It is time for all site negotiators to review their agreements, this winter, whether for private or public land access for recreational flying.
The coming USHPA implosion is obvious, and USHPA "Insurance" is not a prerequisite to liability protection for any land owners or agencies.
References to USHPA and their RRRG scheme should be removed from the next round of negotiation, before they become moot.
Now is not the time for site stewards to be lazy or complacent, the times are changing. A fresh approach to renewing our site agreements will be rewarded with more pilot/users and less legal and financial gymnastics. USHPA "insurance" has become a problem, not a solution. States are investigating RRGs' legality. 8000 members will never replace Lloyds of London's coverage.
Outdoor Recreation Acts and properly written road use and maintenance financial agreements are viable and preferable, as seen in Los Angeles, Utah, and at Ed Levin.

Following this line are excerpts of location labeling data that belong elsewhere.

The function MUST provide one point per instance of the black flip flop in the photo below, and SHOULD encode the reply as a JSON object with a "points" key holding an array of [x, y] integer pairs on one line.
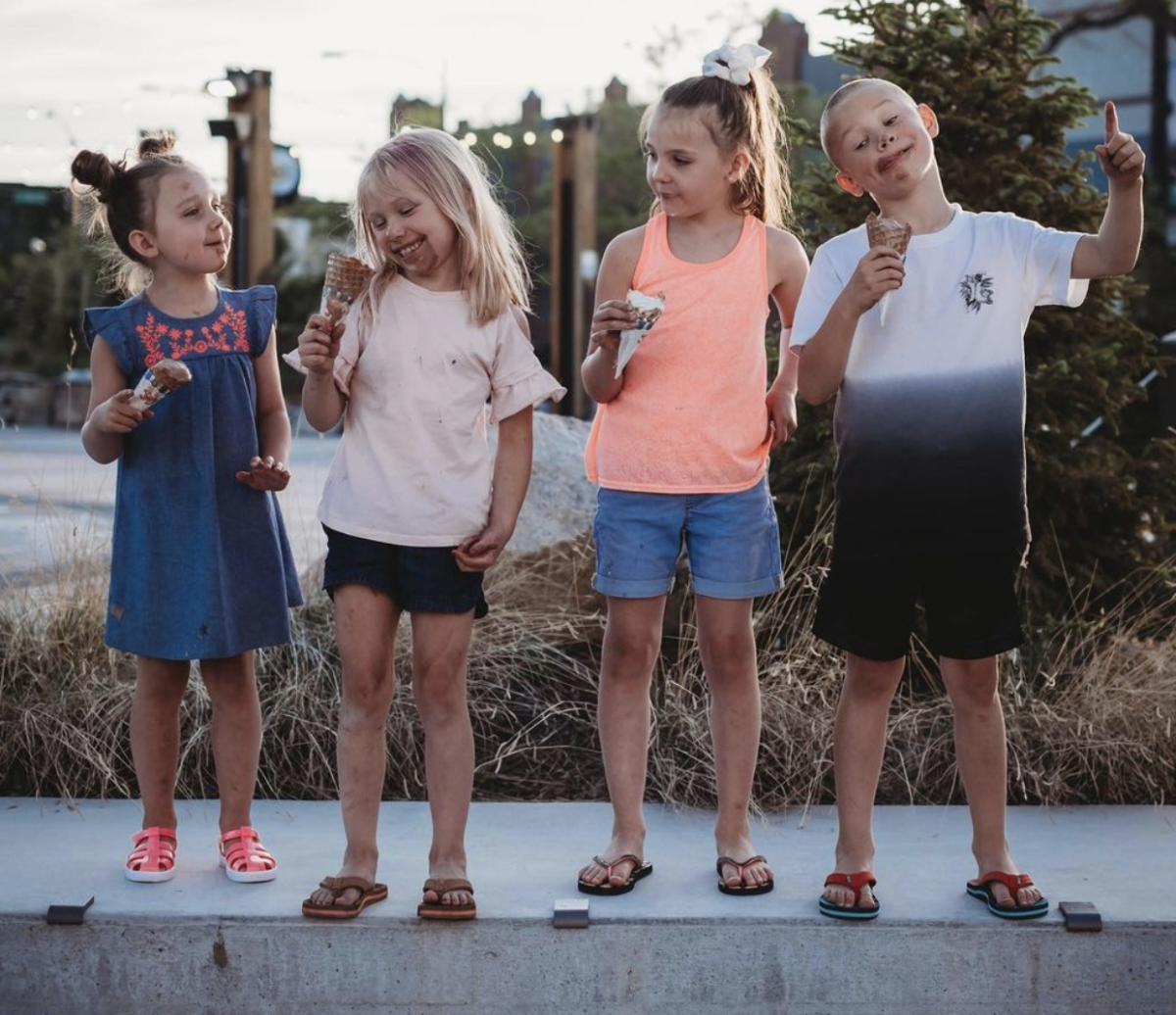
{"points": [[640, 869], [744, 890]]}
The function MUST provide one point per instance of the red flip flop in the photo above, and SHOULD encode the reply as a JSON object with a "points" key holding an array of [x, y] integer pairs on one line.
{"points": [[856, 884]]}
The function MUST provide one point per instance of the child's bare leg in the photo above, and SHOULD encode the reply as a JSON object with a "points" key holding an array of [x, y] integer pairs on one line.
{"points": [[981, 749], [858, 738], [632, 643], [440, 656], [727, 645], [235, 734], [366, 625], [160, 685]]}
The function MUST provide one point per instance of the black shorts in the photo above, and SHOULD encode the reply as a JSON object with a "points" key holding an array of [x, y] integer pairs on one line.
{"points": [[423, 579], [867, 604]]}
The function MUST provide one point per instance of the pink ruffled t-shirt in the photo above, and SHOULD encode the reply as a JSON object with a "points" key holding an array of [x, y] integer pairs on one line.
{"points": [[692, 416], [413, 465]]}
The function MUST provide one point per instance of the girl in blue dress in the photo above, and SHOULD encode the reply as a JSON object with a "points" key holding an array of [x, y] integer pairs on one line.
{"points": [[200, 563]]}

Self regulation has stood the test of time, RRRG's are a short term solution at best. Self regulation is gentle, viable and non-confrontational. Launch directors asking for "your papers" are not! Part 103 says it all.....
Removal of USHPA exclusivity will bring in more users to share costs, where cost reimbursement is a part of site agreements.
Commercial operations and competitions bear the cost of any "insurance" as an expense, and are excluded from Outdoor Recreation Acts in any case.